PMS – „Pissy Mood Syndrome“?

PMS natürlich behandeln

PMS – ein Bericht aus der Fachpresse:

PMS

Pissy-Mood-Syndrome: das prämenstruelle Syndrom (PMS)

Beim prämenstruellen Syndrom (PMS) zeigt sich in körperlichen und seelischen Veränderungen. Dazu gehören Wassereinlagerungen und Gewichtszunahme, gespannte, empfindliche und schmerzhafte Brüste, Stauungsgefühle im kleinen Becken, ein gesteigerter Appetit, und eine erhöhte Irritabilität oder unmotivierte Traurigkeit. Seit Neuestem weiß man, dass zu den körperlichen Veränderungen auch eine deutliche, messbare Veränderung der Struktur des Gehirns kommt.

„Ein Anstieg des Östrogenspiegels bis zum Eisprung geht mit einer Zunahme des Hippocampus-Volumens einher. Und das jeden Monat aufs Neue. Dies könnte dabei helfen, die psychischen Beschwerden der Prämenstruellen Dysphorie besser zu verstehen.

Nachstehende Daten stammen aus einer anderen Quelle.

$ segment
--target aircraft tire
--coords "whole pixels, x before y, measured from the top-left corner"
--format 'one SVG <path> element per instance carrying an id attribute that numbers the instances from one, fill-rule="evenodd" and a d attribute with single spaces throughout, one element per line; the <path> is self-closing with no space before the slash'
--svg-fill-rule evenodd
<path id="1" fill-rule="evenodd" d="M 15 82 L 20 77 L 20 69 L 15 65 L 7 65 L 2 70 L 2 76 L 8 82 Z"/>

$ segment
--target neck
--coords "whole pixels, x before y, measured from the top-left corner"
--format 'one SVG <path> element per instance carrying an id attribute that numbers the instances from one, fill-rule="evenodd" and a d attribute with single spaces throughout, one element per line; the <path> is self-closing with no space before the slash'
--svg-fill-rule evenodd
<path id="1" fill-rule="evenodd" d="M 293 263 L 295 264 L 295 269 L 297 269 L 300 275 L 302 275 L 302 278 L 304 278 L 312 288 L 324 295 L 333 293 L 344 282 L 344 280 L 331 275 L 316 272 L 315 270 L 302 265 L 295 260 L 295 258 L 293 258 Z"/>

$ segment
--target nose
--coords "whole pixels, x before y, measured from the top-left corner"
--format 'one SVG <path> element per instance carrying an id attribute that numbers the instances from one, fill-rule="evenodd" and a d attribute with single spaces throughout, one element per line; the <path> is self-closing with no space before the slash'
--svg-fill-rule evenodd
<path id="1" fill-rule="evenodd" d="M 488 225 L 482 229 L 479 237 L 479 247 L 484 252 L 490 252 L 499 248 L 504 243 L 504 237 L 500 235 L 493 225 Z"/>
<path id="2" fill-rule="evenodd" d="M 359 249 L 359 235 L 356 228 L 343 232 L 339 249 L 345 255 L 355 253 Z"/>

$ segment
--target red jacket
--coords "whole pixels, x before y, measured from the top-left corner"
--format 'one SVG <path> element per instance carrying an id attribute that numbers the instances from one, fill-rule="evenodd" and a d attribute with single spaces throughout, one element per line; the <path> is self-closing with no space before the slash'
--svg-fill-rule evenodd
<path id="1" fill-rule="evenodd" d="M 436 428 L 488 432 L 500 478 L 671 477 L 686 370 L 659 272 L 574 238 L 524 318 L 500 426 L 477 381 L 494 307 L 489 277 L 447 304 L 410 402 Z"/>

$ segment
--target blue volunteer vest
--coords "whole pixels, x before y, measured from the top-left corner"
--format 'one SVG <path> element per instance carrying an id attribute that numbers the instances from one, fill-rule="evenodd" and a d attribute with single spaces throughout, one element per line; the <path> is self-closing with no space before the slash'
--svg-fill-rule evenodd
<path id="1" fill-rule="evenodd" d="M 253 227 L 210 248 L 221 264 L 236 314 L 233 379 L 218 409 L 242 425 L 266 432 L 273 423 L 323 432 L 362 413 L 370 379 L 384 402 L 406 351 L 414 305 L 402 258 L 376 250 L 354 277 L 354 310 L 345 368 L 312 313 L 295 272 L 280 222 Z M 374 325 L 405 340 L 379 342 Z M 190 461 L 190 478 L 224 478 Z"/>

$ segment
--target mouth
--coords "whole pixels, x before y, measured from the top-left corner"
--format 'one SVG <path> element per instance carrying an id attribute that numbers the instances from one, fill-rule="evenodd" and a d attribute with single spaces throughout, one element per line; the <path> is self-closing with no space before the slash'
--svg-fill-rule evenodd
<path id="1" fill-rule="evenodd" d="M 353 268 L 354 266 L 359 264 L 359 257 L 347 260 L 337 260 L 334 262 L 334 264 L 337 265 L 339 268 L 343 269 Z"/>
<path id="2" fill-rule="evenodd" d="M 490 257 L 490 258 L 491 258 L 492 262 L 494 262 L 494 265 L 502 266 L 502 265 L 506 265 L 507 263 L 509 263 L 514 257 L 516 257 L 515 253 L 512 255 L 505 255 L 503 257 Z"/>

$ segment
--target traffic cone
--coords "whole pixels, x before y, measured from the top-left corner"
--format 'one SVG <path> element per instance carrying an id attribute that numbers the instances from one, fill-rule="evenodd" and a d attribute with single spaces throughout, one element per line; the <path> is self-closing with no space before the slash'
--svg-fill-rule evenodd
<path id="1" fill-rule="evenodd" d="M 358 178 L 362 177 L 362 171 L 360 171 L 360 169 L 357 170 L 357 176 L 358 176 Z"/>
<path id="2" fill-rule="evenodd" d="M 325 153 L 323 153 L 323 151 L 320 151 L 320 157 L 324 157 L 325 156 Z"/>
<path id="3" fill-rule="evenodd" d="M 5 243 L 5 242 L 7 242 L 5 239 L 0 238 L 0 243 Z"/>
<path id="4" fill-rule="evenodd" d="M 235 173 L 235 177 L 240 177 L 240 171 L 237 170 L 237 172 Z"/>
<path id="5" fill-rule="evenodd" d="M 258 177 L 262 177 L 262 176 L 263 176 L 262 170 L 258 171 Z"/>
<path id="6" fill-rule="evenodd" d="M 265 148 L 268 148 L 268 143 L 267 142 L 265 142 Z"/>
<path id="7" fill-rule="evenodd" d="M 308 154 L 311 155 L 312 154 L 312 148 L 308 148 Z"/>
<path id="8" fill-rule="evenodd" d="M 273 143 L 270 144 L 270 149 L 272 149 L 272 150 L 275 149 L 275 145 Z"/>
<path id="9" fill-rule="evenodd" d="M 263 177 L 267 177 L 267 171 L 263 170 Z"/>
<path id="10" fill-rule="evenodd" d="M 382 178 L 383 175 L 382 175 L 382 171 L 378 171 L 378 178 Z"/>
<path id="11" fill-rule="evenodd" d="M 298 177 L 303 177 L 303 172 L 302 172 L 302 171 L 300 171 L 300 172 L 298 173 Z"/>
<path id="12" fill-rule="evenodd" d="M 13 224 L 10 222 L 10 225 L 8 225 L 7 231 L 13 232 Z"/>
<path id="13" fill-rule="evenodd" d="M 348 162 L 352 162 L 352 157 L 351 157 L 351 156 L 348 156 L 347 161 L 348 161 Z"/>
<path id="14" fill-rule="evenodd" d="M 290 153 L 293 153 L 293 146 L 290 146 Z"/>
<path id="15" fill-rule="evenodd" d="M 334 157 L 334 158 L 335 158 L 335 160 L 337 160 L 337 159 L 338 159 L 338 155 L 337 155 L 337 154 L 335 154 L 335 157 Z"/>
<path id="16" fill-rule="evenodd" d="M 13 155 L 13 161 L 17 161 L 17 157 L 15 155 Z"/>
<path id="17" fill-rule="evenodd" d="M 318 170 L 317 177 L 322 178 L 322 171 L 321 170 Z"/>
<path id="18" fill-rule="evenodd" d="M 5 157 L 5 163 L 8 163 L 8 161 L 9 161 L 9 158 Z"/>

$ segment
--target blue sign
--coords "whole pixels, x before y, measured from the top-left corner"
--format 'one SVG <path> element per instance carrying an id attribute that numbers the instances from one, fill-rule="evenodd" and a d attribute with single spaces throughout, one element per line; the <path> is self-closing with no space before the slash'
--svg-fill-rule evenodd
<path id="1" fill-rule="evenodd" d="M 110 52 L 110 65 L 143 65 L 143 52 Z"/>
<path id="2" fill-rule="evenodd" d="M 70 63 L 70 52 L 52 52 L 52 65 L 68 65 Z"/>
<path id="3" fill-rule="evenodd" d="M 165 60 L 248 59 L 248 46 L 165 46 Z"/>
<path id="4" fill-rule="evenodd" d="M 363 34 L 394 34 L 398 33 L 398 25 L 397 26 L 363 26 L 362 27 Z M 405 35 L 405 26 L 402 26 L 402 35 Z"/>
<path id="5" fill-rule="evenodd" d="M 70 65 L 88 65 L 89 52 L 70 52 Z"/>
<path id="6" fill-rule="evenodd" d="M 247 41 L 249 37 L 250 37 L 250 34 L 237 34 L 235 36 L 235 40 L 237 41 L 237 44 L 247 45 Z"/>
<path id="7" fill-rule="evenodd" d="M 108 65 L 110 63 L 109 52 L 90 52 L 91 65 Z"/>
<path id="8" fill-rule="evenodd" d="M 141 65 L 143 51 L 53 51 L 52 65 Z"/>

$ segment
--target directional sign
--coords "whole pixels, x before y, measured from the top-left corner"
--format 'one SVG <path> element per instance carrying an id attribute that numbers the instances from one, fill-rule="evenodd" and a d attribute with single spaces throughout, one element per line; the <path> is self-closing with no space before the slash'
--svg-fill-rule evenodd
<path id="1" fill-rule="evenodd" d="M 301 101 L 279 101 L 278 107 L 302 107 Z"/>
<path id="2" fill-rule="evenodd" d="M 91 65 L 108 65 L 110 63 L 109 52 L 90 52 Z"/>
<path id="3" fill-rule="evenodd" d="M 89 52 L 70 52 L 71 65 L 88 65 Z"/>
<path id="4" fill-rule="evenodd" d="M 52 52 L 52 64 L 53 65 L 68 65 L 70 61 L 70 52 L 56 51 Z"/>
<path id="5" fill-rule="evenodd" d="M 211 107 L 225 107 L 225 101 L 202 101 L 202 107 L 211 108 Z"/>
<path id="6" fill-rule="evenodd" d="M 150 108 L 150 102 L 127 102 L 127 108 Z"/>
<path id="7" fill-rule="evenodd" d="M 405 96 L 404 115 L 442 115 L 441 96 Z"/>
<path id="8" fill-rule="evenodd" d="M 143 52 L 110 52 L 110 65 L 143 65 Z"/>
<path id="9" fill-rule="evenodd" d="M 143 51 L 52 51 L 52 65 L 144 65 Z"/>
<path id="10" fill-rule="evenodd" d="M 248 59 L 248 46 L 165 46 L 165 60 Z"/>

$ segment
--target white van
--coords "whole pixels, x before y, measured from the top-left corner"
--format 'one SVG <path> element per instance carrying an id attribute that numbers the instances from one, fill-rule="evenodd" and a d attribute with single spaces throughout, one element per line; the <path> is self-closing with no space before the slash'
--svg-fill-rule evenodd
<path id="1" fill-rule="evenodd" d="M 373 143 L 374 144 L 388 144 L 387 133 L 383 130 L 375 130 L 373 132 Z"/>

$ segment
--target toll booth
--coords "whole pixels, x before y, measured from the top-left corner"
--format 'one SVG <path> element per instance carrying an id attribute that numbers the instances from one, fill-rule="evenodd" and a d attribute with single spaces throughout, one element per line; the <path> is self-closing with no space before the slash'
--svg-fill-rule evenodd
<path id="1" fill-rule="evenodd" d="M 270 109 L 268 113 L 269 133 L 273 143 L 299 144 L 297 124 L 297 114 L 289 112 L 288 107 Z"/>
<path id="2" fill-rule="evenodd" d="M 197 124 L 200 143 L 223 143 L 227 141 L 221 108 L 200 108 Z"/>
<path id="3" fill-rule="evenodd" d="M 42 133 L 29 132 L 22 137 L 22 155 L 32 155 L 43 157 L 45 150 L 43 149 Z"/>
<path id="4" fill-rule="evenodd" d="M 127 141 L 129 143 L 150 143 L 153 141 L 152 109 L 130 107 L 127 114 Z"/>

Allmonatlich erleben Frauen das Auf und Ab der Hormone während ihres Menstruationszyklus. Diese Schwankungen beeinflussen nicht nur den Wechsel zwischen fruchtbaren und unfruchtbaren Tagen – der schwankende Hormonspiegel verändert in erstaunlicher Regelmäßigkeit auch die Struktur des Gehirns. Das belegen nun Ergebnisse der Wissenschaftler vom Max-Planck-Institut für Kognitions- und Neurowissenschaften in Leipzig.“

(Originalpublikation: In-vivo Dynamics of the Human Hippocampus across the Menstrual Cycle)

Die Naturheilkunde hat verschiedene Möglichkeiten, auf die Symptome, die mit den monatlichen Schwankungen des Hormonspiegels der Frau einhergehen, einzuwirken.

Individuell zu bestimmende homöopathische Mittel können die seelischen Begleitsymptome, ebenso wie die körperlichen, verbessern. Aber auch altbekannte Mittel aus der Pflanzenheilkunde in Form von Tees oder Tinkturen, helfen, die Tage vor den Tagen besser zu überstehen.

Bewährte homöopathische Mittel sind je nach Typ und Symptomatik zum Beispiel Cimicifuga, Pulsatilla, manchmal auch Sepia und viele weitere.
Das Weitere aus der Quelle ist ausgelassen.